IX
When Crammon was but a youth of twenty-three he had once been a member of a large hunting party at Count Sinsheim’s. Among the guests there was a gentleman named von Febronius who attracted his attention, first by his silence, and next by frequently seeking his society while carefully avoiding the others.
One day Febronius, with unusual urgency, begged Crammon to visit him.
Febronius possessed an extensive entailed estate on the boundary between Silesia and Poland. He was the last of his race and name, and, as every one knew, deeply unhappy on this account. Nine years earlier he had married the daughter of a middle-class family of Breslau, and in spite of the difference in age the two were genuinely devoted to each other. The wife was thirty, the husband near fifty. The marriage had proved childless, and there seemed now no further hope.
Crammon promised to come, and some weeks later, on an evening in May, he arrived at the estate. Febronius was delighted to see him, but the lady, who was pretty and cultivated, was noticeably chill in her demeanour. Whenever she was forced to look at Crammon a perceptible change of colour overspread her face.
Next morning Febronius showed him the whole estate—the park, the fields and forests, the stables and dairies. It was a little kingdom, and Crammon expressed his admiration; but his host sighed. He said that his blessings had all been embittered, every beast of the field seemed to regard him with reproachful eyes, and the land and its fertility meant nothing to him who had brought death to his race, and whom the fertility of nature but put in mind of the sterile curse which had come upon his blood.
Then he became silent, and silently accompanied Crammon, whose head whirled with very bold and equivocal thoughts.
After dinner they were sitting on the terrace with Frau von Febronius. Suddenly the lord of the manor was called away and returned shortly with a telegram in his hand.

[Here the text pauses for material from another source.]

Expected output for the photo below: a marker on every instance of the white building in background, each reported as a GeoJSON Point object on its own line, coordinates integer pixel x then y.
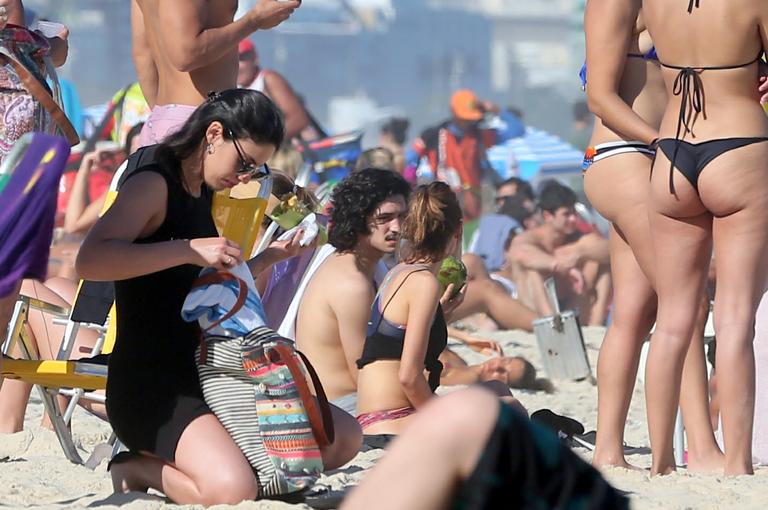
{"type": "Point", "coordinates": [541, 39]}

He said that an urgent matter of business required him to set out on a journey at once. Crammon arose with a gesture, to show his consciousness of the propriety of his leaving too. But his host, almost frightened, begged him to stay and keep his wife company. It was, he said, only a matter of two days, and she would be grateful.
He stammered these words and grew pale. His wife kept her face bent closely over her embroidery frame, and Crammon saw her fingers tremble. He knew enough. He shook hands with Febronius, and knew that they would not and dared not meet again in life.
He found the lady, when they were alone together, shier than he had anticipated. Her gestures expressed reluctance, her glances fear. When his speech grew bolder, shame and indignation flamed in her eyes. She fled from him, sought him again, and when in the evening they strolled through the park she implored him to leave next day, and went to the stables to order the carriage for the morning. When he consented, her behaviour altered, her torment and her harshness seemed to melt. After midnight she suddenly appeared in his room, struggling with herself and on the defensive, defiant and deeply humiliated, bitter in her yielding, and in her very tenderness estranged.
Early next morning the carriage was ready and drove him to the station.
That marvellous night faded from his memory as a thousand others, less marvellous, had done. The spectral experience blended with a host of others that were without its aroma of spiritual pain.